Jumat, 01 Maret 2019|20:36:22 WIB
Jakarta: Kabar mengenai rencana Standard Chartered (StanChart) melepas 44,56 persen sahamnya di PT Bank Permata Tbk (BNLI) terus bergulir. Publik pun terus menebak siapa yang akan membeli divestasi saham tersebut.
President Director PT Samuel Aset Manajemen Agus B Yanuar mengatakan saat ini masih besar peluang perbankan lain membeli saham StanChart di Bank Permata. Namun, Samuel Aset Manajemen telah mendapatkan beberapa kandidat, yang salah satunya berasal dari perbankan asing.
"Tapi sebenarnya ada beberapa kandidat. Ada bank nasional dan bank asing yang kami dengar," kata Agus kepada awak media setempat, Jumat, 1 Maret 2019.
Agus menjelaskan, harga menjadi faktor penentu siapa investor yang akan menjadi pembeli saham tersebut. Penawaran terbaik akan menggantikan posisi StanChart di BNLI. "Rata-rata akuisisi perbankan Indonesia itu antara 1,9 kali price to book value atau dua kali. Saya rasa itu akan menjadi acuan," jelas Agus.
Dihubungi di tempat terpisah, Analis Binaartha Sekuritas Nafan Aji mengatakan selain PT Bank Mandiri Tbk (BMRI), masih ada potensial pembeli saham StanChart yakni beberapa bank Jepang seperti Mitsubishi UFJ Financial Group Inc dan Mitsuho Bank.
"Potensial buyer bukan hanya Bank Mandiri saja. tapi bank-bank asing, seperti Mitsubishi, Mitsuho. Soalnya bank Jepang juga berkepentingan di sini. Mereka juga ingin masuk investasi di Tanah Air," kata Nafan.

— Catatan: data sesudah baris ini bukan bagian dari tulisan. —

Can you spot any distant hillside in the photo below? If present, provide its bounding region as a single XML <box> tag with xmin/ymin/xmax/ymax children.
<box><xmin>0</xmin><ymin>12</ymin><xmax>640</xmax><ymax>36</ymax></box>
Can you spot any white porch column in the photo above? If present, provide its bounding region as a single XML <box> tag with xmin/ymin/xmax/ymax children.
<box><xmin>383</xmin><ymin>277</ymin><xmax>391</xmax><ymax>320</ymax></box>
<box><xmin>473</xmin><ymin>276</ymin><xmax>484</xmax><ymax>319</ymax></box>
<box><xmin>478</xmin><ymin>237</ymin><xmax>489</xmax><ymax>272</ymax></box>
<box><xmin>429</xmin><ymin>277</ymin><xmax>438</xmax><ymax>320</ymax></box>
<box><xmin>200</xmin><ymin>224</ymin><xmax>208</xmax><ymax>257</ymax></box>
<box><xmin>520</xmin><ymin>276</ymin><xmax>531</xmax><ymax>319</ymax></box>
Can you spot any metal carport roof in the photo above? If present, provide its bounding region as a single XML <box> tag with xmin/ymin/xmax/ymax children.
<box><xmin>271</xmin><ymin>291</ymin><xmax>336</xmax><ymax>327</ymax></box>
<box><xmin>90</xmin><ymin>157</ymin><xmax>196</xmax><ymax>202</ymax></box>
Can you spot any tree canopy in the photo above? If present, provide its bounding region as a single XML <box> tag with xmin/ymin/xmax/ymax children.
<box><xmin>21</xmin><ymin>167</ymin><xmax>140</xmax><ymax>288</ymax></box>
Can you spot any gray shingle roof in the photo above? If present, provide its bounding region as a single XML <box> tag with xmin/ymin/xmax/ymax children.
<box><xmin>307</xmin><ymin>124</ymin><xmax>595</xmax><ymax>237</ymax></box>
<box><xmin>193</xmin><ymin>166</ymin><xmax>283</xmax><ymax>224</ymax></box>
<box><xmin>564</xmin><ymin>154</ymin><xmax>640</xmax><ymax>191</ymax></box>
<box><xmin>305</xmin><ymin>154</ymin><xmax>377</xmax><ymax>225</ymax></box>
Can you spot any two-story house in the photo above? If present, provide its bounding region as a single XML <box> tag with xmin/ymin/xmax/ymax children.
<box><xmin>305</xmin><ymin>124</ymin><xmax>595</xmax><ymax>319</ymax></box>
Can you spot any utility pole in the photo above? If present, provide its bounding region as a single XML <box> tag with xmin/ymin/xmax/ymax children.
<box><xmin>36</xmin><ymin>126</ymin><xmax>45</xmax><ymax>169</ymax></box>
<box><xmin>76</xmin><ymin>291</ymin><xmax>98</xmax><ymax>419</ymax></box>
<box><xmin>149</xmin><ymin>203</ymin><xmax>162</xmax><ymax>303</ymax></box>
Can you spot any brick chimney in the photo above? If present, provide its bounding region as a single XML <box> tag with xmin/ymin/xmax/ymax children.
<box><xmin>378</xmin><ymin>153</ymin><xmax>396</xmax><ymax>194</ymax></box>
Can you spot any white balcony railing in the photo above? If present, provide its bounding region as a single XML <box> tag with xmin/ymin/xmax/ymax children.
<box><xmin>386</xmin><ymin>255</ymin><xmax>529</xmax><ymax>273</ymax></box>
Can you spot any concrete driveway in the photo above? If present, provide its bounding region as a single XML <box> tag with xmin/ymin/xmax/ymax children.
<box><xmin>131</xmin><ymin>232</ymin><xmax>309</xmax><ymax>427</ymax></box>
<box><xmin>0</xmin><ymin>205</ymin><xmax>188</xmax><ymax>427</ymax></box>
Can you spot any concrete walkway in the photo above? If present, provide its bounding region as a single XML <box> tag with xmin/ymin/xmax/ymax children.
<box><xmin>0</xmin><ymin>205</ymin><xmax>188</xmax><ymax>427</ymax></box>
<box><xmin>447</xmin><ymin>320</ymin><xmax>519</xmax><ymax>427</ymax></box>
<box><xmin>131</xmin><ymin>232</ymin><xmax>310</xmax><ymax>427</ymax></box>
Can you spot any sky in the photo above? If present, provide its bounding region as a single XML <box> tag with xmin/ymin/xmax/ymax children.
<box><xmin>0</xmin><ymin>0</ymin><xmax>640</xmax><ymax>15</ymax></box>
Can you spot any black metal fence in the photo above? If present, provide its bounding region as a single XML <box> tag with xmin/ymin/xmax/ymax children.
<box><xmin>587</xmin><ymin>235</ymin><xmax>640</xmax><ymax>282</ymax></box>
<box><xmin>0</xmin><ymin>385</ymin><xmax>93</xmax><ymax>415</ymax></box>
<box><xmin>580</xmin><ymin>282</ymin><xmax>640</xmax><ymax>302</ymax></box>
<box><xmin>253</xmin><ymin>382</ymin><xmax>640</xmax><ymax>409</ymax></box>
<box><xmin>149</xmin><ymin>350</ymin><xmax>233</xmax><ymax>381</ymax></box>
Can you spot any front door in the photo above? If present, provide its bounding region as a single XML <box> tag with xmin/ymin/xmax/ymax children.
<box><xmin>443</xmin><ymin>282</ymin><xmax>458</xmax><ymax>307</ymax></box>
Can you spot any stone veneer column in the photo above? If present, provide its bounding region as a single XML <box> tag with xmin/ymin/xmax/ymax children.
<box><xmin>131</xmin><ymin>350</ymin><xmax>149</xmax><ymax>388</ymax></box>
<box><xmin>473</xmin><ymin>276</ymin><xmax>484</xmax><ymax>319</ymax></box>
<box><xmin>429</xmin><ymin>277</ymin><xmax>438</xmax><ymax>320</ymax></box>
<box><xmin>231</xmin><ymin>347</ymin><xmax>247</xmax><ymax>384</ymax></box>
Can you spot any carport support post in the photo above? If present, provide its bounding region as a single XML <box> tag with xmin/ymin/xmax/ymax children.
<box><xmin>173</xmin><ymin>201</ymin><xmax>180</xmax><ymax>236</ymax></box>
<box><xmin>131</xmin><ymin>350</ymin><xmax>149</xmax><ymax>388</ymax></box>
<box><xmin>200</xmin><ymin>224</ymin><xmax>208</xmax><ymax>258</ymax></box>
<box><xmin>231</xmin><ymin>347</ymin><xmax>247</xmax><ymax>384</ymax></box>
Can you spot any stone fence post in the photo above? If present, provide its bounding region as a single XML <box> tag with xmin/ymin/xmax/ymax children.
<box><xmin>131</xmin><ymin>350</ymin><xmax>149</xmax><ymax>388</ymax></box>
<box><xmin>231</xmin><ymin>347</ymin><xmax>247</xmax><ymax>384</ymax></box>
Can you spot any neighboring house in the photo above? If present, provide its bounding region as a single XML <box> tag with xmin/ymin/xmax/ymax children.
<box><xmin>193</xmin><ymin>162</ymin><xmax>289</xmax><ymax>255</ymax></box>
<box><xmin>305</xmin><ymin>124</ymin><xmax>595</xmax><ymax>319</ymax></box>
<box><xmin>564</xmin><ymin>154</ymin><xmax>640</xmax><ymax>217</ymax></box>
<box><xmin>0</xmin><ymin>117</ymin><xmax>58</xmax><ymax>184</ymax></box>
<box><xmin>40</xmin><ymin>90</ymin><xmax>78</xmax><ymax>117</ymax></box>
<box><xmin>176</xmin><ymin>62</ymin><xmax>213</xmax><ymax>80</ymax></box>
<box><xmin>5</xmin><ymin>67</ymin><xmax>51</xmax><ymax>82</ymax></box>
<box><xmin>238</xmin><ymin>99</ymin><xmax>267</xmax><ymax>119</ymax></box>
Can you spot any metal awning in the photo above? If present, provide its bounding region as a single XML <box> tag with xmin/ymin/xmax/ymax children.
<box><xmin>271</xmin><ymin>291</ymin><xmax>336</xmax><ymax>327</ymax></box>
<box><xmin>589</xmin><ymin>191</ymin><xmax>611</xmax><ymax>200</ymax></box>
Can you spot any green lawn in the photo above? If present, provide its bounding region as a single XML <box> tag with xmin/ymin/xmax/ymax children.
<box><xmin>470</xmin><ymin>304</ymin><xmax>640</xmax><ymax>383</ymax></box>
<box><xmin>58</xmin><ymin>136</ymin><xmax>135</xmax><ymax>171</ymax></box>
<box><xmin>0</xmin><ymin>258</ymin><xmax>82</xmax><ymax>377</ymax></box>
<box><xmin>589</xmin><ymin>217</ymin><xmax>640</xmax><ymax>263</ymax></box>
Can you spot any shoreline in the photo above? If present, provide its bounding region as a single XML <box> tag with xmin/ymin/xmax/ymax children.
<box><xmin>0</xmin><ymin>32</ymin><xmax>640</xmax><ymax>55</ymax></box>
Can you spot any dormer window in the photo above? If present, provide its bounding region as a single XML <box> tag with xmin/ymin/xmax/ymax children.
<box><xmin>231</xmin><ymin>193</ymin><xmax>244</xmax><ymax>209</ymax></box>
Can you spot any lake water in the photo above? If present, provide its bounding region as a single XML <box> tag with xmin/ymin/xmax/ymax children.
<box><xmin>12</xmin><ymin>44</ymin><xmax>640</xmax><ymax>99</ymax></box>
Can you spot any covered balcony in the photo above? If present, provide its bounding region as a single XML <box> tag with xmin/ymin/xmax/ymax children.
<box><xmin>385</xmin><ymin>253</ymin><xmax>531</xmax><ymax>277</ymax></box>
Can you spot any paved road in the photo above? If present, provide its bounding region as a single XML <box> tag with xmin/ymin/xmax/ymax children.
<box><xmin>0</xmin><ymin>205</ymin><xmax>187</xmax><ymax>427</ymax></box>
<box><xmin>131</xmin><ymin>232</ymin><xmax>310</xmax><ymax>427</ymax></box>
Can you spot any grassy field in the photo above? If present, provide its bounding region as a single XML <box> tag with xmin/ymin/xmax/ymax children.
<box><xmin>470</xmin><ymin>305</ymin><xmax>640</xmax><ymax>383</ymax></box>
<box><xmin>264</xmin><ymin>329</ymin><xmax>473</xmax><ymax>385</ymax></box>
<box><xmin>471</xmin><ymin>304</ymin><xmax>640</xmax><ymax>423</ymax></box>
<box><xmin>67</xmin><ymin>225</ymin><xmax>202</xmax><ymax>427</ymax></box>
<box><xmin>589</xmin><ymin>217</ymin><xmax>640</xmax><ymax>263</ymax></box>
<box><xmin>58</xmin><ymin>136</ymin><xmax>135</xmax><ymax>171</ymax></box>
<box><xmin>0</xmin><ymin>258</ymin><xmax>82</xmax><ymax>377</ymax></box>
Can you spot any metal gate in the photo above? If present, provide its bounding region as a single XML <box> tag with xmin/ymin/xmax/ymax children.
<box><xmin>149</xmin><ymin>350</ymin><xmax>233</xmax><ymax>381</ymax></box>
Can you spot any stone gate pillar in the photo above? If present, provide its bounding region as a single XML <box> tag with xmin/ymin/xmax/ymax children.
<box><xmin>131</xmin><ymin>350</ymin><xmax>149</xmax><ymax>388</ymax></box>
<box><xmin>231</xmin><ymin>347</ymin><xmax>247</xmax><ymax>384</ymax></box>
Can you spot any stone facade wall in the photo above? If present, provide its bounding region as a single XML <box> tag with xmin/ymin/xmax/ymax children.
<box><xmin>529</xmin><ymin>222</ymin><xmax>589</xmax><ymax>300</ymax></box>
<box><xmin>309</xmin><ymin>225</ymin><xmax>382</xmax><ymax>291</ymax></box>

Seperti diketahui StanChart berencana mendivestasikan sekitar 45 persen saham Bank Permata atau PermataBank. Aksi korporasi tersebut disebut sebagai salah satu bagian dari rencana untuk membebaskan modal sebagai imbal hasil ke investor melalui skema pembelian kembali saham atau buyback.
Kepala Eksekutif StanChart Bill Winters mengatakan rencana itu meningkatkan pengembalian modal kepada investor melalui kemungkinan pembelian kembali saham dan dividen yang lebih tinggi, yang dapat berlipat ganda pada 2021. Adapun saham Standard Charted telah kehilangan sekitar 37 persen dari nilainya sejak Winters mengambil alih kepemimpinan pada 2015.
"Kami sudah memiliki anggaran investasi yang sehat yang dimasukkan ke dalam rencana kami, sehingga penambahan modal harus tersedia untuk pembelian kembali dalam jangka waktu yang relatif singkat," kata Winters, seperti dikutip dari Financial Times, Rabu, 27 Februari 2019.